Mis à jour le 30 janv. 2012
Pierre-André Normandin LA PRESSE

«La communauté est déchirée. C'est très difficile pour la communauté afghane de savoir s'ils sont vraiment coupables. Peut-être sont-ils coupables, mais de meurtre prémédité? On ne le sait pas», a indiqué dimanche après-midi Rashid Rahmani, président de l'Association culturelle des Afghans du Québec. Rivé à son téléviseur, Rashid Rahmani essayait de comprendre comment le jury avait pu en arriver à condamner Mohammad Shafia, son épouse, Tooba Yahya, et leur fils, Hamed. L'homme d'origine afghane dit douter de leur responsabilité dans la mort de Zainab, 19 ans, Sahar, 17 ans, et Geeti 13 ans et Rona Amir. «Selon l'écoute électronique et les témoignages, ils sont coupables, ils ont tué leurs enfants. Mais pour moi, je ne suis pas certain. Il y a des preuves, mais pas suffisamment. Personne ne les a vus pousser l'auto dans l'eau, personne n'a dit les avoir vus tuer les quatre victimes avant.»

Rashid Rahmani a reconnu que les crimes d'honneur existent en Afghanistan, mais a assuré que ceux-ci ne sont pas pratiqués par la majorité des Afghans. «J'habite au Québec depuis longtemps et je suis habitué à la culture québécoise. Je pense qu'une personne qui tue des innocents doit être mise en prison pour la vie.
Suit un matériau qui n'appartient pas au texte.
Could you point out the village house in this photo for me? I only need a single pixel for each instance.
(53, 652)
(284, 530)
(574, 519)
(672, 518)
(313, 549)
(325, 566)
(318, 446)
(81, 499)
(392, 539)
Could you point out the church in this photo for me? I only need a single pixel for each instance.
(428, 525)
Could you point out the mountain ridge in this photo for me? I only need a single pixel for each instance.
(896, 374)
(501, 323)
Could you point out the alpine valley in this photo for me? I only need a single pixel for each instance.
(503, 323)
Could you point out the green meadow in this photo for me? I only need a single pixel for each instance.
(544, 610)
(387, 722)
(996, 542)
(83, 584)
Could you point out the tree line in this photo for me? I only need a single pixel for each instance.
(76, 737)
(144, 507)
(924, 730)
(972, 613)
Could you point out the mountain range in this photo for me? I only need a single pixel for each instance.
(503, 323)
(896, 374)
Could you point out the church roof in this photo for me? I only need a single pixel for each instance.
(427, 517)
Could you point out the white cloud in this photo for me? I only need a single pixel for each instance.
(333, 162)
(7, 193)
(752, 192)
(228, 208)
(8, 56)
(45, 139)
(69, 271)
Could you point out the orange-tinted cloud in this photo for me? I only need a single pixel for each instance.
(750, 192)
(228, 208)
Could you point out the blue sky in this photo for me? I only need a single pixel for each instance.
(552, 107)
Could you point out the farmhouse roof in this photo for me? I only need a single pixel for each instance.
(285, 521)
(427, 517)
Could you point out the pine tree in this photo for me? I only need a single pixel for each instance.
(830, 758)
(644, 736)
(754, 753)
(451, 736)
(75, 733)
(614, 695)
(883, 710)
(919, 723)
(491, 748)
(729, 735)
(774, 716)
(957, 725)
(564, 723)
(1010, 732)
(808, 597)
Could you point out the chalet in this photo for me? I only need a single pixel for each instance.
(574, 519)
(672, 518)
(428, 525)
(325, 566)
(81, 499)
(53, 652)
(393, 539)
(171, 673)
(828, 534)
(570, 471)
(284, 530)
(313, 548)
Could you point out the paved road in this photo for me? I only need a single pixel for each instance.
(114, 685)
Certains membres de la communauté disent que le verdict ne représente pas la culture afghane.»

Le malaise était palpable dans la communauté afghane. Des connaissances de la famille qui avaient défendu Mohammad Shafia au lendemain de son arrestation ont refusé de parler aux médias, disant maintenant ne jamais l'avoir connu.

Un verdict prévisible

Les juristes consultés ne sont pas étonnés du verdict de culpabilité tombé hier. Seule la courte durée des délibérations a surpris le criminaliste Jean-Claude Hébert. «Pour un procès de trois mois, avec l'ampleur de la preuve et des directives du juge, je trouve que 15 heures de délibérations, ce n'est pas beaucoup.»

Professeure de droit à l'Université de Sherbrooke, Marie-Pierre Robert estime que la thèse du crime d'honneur utilisée par Couronne a été déterminante pour faire condamner les trois Shafia. «Malgré les difficultés de la preuve, elle a été jugée suffisamment forte pour en venir à des verdicts de culpabilité. La thèse du crime d'honneur a contribué à cela.»

Le verdict de culpabilité a rapidement fait le tour du monde, dimanche. La nouvelle a été la plus lue et commentée sur les sites de CNN, aux États-Unis, et de la BBC au Royaume-Uni. Des quotidiens australiens en ont également fait écho.